S’il est un spectacle à voir en ce moment, c’est Mourir tendre présenté au Théâtre Prospero jusqu’au 1er mai. Cette version ultra-moderne et énergique d’un texte empruntant autant à Shakespeare qu’à la tragédie grecque trace une voie originale pour les écritures poétiques que d’autres peuvent concevoir comme dépassées ou, encore pire, ennuyantes.
Slam, hip hop, rap… Ces genres musicaux contemporains ont certes leurs chefs d’œuvre, mais parfois, il faut reconnaître que les textes qu’ils supportent naviguent entre la vulgarité et la naïveté, le simplisme navrant et la violence gratuite. Rien de ça dans Mourir tendre du dramaturge haïtien Guy Régis Jr, grâce au travail acharné de la troupe Erapop qui devrait renvoyer certain·e·s auteurs et autrices de slam, notamment, à leur table de travail.
Avec l’appui de leur mentor Christian Lapointe, Antoine Pelletier, Késia Demers et Gabriel L’Archevêque ont mis en musique un texte ample, poétique, profond. Une tragédie amoureuse sur fond de guerre, de vengeance, de trahison. Et la musique, à base de rythmes divers et de basses fréquences, s’avère le parfait complément des longs monologues répétitifs qui constituent le texte. Le trio a découvert une voie intéressante pour mettre au goût du jour des « classiques » que l’on croyait démodés.
Le texte de Guy Régis Jr est contemporain, évidemment, mais il s’appuie sur des formes et des sujets classiques. Il raconte le destin tragique d’une femme, Perpétue, qui rêve d’amour et d’enfant, mais qui ne trouvera sur son chemin que violence et abandon. Comme interlocuteurs, l’ombre d’un amoureux et un chœur lui répondent, assurant une image plus grande que nature à ce drame intime.

La trame narrative fait beaucoup penser au travail du Français Laurent Gaudé dans plusieurs de ses écrits pour la scène ou le genre romanesque. Dans le même style, on se rappellera d’ailleurs la prestation extraordinaire d’Emmanuel Schwartz, dirigé par Denis Marleau, dans Le tigre bleu de l’Euphrate, une texte de Gaudé traitant de la vie, et surtout, de la mort d’Alexandre le grand.

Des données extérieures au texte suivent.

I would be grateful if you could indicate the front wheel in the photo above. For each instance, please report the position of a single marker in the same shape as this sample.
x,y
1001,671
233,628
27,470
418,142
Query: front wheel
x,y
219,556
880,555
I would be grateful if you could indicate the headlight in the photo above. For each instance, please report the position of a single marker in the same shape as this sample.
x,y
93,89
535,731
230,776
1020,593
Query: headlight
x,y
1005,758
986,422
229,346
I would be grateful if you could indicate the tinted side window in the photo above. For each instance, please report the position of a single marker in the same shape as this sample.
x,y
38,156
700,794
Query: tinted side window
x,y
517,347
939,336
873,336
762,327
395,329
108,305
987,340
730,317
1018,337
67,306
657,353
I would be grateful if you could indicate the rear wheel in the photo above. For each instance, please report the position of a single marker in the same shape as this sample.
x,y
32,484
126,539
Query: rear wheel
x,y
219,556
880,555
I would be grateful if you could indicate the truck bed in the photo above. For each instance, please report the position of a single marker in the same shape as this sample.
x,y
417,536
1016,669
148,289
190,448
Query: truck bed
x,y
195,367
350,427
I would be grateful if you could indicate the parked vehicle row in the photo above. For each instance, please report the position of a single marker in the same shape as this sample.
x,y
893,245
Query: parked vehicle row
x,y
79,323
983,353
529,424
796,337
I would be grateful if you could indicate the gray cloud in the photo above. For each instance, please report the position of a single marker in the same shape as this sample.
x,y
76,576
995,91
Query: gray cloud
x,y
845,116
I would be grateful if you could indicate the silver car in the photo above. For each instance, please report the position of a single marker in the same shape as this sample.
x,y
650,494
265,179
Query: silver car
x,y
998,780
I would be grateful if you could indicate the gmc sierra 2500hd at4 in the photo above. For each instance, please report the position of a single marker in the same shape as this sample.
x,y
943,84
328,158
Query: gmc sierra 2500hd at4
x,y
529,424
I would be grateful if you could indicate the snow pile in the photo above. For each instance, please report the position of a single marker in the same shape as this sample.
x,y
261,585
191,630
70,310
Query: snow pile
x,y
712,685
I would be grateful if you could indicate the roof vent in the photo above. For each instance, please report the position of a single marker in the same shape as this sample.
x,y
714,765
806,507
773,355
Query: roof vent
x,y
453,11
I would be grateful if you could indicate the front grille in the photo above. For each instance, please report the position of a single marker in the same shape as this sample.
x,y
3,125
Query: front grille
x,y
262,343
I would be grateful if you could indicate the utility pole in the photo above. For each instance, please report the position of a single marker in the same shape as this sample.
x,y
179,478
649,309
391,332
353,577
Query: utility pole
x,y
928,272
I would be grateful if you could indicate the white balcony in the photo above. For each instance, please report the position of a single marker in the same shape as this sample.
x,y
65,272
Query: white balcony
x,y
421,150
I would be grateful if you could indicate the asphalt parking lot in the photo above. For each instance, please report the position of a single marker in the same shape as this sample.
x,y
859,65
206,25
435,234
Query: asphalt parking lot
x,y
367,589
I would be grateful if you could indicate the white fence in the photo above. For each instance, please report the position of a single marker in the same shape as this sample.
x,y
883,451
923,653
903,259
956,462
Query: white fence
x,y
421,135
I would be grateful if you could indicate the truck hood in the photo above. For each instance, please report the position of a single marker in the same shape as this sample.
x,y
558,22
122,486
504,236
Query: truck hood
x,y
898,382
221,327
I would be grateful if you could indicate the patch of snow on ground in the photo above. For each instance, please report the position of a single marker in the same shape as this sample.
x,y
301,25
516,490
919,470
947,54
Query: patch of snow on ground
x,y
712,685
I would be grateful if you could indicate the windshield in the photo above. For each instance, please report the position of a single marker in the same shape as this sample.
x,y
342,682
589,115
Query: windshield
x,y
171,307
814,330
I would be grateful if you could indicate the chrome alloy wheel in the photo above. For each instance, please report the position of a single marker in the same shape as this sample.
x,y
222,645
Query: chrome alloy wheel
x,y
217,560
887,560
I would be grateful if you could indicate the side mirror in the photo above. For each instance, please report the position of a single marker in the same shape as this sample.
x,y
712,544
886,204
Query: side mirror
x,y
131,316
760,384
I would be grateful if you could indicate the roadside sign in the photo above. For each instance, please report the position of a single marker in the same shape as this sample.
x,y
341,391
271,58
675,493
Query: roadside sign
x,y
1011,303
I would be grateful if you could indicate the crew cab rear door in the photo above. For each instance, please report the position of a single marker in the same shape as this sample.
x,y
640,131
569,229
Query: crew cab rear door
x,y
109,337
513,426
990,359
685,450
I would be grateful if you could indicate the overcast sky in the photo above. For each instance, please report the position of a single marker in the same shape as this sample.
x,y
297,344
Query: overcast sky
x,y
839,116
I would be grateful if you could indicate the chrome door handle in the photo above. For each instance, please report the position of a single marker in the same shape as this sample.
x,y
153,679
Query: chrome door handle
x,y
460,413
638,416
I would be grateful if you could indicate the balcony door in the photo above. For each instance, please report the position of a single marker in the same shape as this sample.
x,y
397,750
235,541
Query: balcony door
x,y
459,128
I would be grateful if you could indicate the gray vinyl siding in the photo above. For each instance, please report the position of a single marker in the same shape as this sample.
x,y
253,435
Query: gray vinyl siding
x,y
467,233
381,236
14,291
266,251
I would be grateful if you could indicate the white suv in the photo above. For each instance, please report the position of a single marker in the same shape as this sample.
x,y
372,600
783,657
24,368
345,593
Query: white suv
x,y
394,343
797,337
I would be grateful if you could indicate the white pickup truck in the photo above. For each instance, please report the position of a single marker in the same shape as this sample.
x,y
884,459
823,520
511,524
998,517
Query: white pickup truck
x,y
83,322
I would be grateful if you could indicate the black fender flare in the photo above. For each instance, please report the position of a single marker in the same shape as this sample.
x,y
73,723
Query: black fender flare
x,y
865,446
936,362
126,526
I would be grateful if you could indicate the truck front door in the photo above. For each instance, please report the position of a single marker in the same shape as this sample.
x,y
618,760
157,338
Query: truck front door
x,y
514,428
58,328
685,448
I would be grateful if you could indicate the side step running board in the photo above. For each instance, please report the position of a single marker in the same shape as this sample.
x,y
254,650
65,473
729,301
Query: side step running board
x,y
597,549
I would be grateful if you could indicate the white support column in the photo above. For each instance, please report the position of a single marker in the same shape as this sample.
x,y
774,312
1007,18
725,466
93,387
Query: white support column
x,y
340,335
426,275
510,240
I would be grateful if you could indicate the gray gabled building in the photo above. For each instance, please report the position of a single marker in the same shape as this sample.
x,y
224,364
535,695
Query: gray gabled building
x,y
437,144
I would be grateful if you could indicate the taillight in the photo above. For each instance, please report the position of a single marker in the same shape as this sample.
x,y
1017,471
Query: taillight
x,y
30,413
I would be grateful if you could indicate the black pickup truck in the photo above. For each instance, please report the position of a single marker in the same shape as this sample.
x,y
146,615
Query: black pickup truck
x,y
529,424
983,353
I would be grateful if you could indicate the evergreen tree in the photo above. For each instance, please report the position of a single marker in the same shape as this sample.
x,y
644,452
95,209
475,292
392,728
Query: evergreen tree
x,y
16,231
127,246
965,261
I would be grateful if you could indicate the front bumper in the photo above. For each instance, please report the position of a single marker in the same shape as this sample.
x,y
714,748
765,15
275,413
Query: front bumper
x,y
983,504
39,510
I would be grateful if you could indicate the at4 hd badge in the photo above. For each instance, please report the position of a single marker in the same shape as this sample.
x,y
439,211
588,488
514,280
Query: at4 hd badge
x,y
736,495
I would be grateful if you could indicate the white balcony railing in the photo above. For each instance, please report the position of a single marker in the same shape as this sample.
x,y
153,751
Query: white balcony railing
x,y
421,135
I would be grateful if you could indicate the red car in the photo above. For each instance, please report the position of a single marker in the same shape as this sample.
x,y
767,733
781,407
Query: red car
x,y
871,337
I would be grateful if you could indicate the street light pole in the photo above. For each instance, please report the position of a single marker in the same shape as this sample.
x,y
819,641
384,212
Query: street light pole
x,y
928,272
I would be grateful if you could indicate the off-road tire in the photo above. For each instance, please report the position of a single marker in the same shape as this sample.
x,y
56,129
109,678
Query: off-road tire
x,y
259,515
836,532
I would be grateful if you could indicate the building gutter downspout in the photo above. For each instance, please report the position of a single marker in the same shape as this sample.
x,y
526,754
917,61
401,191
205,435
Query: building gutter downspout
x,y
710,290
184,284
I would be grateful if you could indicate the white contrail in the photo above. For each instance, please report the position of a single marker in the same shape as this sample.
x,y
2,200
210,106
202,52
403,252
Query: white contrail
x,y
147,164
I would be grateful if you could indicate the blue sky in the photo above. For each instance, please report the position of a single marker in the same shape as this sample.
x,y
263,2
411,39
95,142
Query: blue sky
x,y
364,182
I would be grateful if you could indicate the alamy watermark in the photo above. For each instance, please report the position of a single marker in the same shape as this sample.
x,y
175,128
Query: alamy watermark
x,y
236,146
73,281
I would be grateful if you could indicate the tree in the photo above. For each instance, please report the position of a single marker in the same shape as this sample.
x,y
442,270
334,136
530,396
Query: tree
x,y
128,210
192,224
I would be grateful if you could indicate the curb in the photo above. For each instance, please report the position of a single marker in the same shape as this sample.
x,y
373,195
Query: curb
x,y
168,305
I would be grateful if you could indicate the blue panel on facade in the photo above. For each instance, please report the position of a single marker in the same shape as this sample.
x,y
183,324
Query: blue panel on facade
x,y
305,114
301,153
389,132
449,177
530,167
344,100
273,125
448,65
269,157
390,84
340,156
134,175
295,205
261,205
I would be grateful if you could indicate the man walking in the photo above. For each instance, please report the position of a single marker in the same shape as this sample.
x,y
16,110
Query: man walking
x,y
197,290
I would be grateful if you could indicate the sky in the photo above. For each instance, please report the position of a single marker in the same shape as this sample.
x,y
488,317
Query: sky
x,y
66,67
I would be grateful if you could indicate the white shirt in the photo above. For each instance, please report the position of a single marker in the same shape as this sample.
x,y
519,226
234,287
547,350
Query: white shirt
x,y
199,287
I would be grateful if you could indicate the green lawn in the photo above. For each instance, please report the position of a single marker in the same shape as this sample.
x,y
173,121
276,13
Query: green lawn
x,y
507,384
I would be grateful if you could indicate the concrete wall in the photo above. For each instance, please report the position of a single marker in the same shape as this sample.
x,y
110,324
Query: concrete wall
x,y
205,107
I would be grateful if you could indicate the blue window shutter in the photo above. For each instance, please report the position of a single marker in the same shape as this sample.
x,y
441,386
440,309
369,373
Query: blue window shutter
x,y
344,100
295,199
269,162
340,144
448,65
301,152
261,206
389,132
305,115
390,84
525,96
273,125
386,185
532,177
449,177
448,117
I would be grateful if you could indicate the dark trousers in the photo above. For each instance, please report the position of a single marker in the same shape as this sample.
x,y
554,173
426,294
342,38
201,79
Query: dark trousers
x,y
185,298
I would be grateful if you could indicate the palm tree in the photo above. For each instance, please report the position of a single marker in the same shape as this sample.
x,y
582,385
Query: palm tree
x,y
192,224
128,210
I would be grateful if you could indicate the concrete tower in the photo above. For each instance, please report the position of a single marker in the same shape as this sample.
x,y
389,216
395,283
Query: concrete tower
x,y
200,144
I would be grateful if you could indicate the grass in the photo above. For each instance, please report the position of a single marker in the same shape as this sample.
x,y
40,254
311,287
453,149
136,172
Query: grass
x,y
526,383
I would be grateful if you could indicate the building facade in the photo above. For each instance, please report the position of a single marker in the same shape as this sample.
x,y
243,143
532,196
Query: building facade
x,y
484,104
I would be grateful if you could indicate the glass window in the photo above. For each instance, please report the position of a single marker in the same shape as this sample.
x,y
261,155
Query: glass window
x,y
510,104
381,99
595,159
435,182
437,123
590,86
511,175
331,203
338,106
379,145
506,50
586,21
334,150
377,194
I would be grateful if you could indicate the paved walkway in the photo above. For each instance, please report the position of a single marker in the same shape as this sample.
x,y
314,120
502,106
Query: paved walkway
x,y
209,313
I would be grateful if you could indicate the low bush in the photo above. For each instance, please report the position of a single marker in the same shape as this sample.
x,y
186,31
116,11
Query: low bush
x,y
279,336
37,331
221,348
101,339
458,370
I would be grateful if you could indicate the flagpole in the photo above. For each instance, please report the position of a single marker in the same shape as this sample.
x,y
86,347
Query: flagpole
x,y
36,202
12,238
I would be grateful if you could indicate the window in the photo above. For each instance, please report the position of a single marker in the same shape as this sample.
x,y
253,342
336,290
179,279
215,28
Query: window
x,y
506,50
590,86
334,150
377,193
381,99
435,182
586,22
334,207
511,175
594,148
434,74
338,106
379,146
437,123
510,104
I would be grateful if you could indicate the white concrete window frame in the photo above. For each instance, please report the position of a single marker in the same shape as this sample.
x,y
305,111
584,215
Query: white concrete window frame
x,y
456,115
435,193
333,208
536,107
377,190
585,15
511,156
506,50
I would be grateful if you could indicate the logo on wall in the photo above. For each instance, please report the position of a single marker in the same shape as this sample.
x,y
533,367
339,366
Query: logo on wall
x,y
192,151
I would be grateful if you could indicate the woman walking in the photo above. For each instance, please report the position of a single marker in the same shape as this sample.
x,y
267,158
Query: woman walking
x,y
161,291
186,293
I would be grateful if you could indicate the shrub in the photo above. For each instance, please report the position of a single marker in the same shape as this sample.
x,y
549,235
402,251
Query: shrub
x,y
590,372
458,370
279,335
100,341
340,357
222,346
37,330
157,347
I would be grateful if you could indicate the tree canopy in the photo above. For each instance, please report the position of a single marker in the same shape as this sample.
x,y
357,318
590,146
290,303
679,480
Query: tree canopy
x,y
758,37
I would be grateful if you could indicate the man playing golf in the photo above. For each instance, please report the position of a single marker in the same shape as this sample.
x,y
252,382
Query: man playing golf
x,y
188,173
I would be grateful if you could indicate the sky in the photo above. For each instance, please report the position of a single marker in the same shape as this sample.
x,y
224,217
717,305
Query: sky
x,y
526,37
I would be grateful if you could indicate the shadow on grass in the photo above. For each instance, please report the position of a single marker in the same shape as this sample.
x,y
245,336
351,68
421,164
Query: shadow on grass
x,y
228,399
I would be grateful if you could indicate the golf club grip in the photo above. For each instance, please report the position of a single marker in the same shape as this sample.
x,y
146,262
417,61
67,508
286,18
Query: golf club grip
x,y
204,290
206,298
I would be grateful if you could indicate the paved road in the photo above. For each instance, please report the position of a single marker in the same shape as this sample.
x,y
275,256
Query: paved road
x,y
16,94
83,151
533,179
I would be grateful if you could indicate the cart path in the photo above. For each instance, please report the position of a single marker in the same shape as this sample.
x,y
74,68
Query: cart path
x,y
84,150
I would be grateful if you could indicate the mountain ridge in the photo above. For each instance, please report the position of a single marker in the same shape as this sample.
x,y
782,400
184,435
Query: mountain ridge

Même chose ici dans la vision large et mythique de Guy Régis Jr. Mourir tendre devient un spectacle musical, mais il ne pourrait aller bien loin non plus s’il n’était pas porté par des interprètes issus d’une formation théâtrale qui savent bouger, utiliser leurs regards, leurs corps et leur voix pour amplifier ou nuancer.
Antoine Pelletier, Késia Demers et Gabriel L’Archevêque maîtrisent un texte difficile dans une mise en scène dynamique et y ajoutent même une touche d’humour en chantant une partie du texte sur une musique ressemblant à un chant choral populaire du type We Are the World…
Bref, il y a là quelque chose de fort original, pétillant et intelligent qui nous donnent déjà envie de voir la prochaine production de la troupe Erapop. Ils ont Stravinski dans la mire, ni plus ni moins.